I am currently completing a surgical fellowship at the Division of Cardiothoracic Surgery at Mt. Sinai Hospital in New York and will re-join the Division of Cardiac Surgery this year as a Surgeon-Scientist and Assistant Professor. We will pick up where we left off to interrogate human tissues to shed much needed light on the pathogenesis of common human valvular heart diseases. We are focusing on congenital bicuspid and calcific aortic stenosis as well as degenerative and rheumatic mitral valvulopathy, diseases for which the only definitive treatment is surgical.

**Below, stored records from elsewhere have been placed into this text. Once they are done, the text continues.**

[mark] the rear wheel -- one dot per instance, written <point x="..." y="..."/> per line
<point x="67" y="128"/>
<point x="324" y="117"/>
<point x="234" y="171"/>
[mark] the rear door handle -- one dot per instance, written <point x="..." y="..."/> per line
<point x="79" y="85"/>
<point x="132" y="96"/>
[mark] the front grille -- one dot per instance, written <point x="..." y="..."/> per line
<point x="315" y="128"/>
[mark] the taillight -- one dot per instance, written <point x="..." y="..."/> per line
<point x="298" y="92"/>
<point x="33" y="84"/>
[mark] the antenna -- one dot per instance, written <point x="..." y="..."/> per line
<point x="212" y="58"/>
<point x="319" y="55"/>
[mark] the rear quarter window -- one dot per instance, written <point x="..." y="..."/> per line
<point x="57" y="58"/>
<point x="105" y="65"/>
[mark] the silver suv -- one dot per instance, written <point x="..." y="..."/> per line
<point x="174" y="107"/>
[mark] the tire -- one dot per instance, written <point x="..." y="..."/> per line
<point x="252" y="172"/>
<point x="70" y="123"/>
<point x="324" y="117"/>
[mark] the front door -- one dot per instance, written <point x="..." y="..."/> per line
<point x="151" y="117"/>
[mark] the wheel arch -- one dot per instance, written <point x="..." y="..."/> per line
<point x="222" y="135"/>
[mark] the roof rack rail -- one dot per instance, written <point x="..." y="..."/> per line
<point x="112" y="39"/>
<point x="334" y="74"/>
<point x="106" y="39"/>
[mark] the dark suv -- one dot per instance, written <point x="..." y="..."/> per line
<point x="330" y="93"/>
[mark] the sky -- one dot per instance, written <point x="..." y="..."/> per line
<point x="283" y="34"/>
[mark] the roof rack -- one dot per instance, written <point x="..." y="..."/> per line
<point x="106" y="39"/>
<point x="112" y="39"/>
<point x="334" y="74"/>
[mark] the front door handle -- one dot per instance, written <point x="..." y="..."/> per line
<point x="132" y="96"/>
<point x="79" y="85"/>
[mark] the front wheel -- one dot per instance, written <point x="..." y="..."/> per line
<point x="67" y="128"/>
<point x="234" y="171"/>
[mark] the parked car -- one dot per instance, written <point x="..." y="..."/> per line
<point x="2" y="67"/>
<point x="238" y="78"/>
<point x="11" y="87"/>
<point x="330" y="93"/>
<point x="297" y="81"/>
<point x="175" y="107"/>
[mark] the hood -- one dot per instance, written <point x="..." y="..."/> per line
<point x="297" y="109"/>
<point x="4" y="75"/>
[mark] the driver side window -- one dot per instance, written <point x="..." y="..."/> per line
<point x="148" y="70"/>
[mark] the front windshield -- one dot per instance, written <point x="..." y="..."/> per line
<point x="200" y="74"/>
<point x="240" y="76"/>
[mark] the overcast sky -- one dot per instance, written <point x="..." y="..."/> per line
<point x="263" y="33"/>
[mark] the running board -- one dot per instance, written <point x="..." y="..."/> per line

The Canadian cardiovascular community is very fortunate to have strong national funding agencies such as Canadian Institutes of Health Research and the Heart and Stroke Foundation. However, there is a gap in funding for smaller initiatives and innovative projects spearheaded by medical residents and young investigators that don’t quite encompass the depth and breadth of a full grant. I believe that PSI facilitates the coming together of such innovative research teams to perform outside-the-box research and to generate enough data to then move on to full grant funding. For our team and indeed for my career, PSI has provided much needed support that we used as a catapult to move into exciting new directions. It is a jewel for young investigators in Ontario and I hope that they continue to embrace and support young scientists.
Bobby Yanagawa completed a PhD at the University of British Columbia, MD at the University of Toronto as well as Post-Doctoral Fellowships at the University of Wales College of Medicine (Cardiff, UK), National Cardiovascular Center (Osaka, Japan) and St. Michael’s Hospital (Toronto, Canada). He is currently a Clinical Instructor at Mt Sinai Hospital (NYC, New York) and will be joining the staff at St. Michael’s Hospital in July 2015. His clinical focus is minimally-invasive valve surgery and off-pump surgical revascularization. His research interests are the pathogenesis of valvulopathy and arrhythmias. He has contributed to the publication of over 40 original research articles, 13 reviews and 9 book chapters in such journals as Nature Medicine, Nature Communications, Lancet Diabetes and Endocrinology, Journal of Biological Chemistry, Circulation Research and Journal of Thoracic and Cardiovascular Surgery.